The sight caused me to convulse with delight. A fire inspector familiar with the reactions of pyromaniacs observed me and had me arrested for arson. All I’d say is I want a lawyer. Eventually, one came to see me and for a substantial amount promised to get me set free. I agreed. We went before a judge in the morning, and charges against me setting the river on fire were read.

My lawyer jumped to his feet. “Your honor, under the constitution my client as a citizen has the right to light a fire to get warm.”

“Not a 156 mile long fire,” the prosecutor interjected.

“Look at the good the fire has done,” my lawyer said. “It has burned many of the pollutants in our water and has raised the temperature throughout the city. Why even the polar bear has left the inside and is now back outdoors at the zoo. So you see judge, my client should be commended instead of condemned by this tribunal.”

“If the bear is outside, I agree,” the judge said. “Your client should be set free and given a reward for what he has done.”

Released, treated as a hero, and given a key to the city, I went to visit the polar bear. It swam in ice cold water.
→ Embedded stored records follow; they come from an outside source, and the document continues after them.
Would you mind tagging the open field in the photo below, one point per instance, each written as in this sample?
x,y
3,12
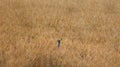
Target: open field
x,y
89,29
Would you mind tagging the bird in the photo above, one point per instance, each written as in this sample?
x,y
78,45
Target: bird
x,y
58,41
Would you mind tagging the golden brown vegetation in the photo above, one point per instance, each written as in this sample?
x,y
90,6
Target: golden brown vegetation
x,y
90,32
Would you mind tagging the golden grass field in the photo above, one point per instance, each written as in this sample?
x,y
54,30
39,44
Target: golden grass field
x,y
89,29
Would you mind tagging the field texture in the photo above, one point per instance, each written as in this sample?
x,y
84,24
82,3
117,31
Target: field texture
x,y
89,29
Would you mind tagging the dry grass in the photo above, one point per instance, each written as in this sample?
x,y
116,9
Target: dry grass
x,y
90,32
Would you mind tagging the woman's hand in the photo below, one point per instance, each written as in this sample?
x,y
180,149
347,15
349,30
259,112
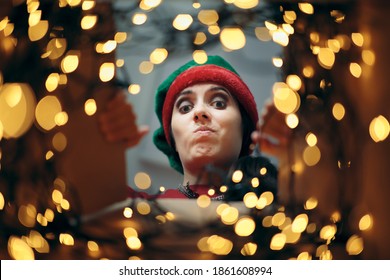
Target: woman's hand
x,y
118,122
272,133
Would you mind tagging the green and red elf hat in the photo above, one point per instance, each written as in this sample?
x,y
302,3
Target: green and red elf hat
x,y
217,71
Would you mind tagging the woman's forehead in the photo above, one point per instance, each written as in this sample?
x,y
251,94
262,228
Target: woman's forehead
x,y
209,87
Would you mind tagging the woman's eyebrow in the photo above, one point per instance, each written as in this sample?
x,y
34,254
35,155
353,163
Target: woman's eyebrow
x,y
185,92
217,88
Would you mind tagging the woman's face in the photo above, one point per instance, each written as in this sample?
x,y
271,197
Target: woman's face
x,y
206,126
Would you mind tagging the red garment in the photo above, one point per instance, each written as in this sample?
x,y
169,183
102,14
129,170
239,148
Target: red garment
x,y
170,193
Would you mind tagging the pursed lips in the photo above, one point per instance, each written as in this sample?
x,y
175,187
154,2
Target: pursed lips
x,y
204,129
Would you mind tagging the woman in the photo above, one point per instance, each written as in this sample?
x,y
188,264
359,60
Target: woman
x,y
207,116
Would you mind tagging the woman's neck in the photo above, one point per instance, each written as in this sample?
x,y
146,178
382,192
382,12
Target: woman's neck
x,y
205,176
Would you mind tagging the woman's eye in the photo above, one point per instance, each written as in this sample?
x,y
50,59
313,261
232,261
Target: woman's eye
x,y
185,108
219,104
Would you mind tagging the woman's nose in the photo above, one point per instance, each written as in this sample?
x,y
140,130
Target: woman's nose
x,y
201,114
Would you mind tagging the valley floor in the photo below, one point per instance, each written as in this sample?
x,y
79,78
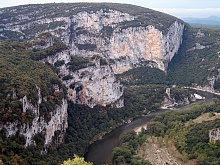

What would happen to it if I dumped a bag of sodium and hydrogen peroxide into the water? I imagined the yellow flames and the white bear swimming in them. The tingling between my legs started and I couldn’t stop myself. I had to see the white bear swimming in a sea of orange flames. I made a list of chemicals I’d need and I’d return at night when the white fur against blue and orange flames would be most beautiful.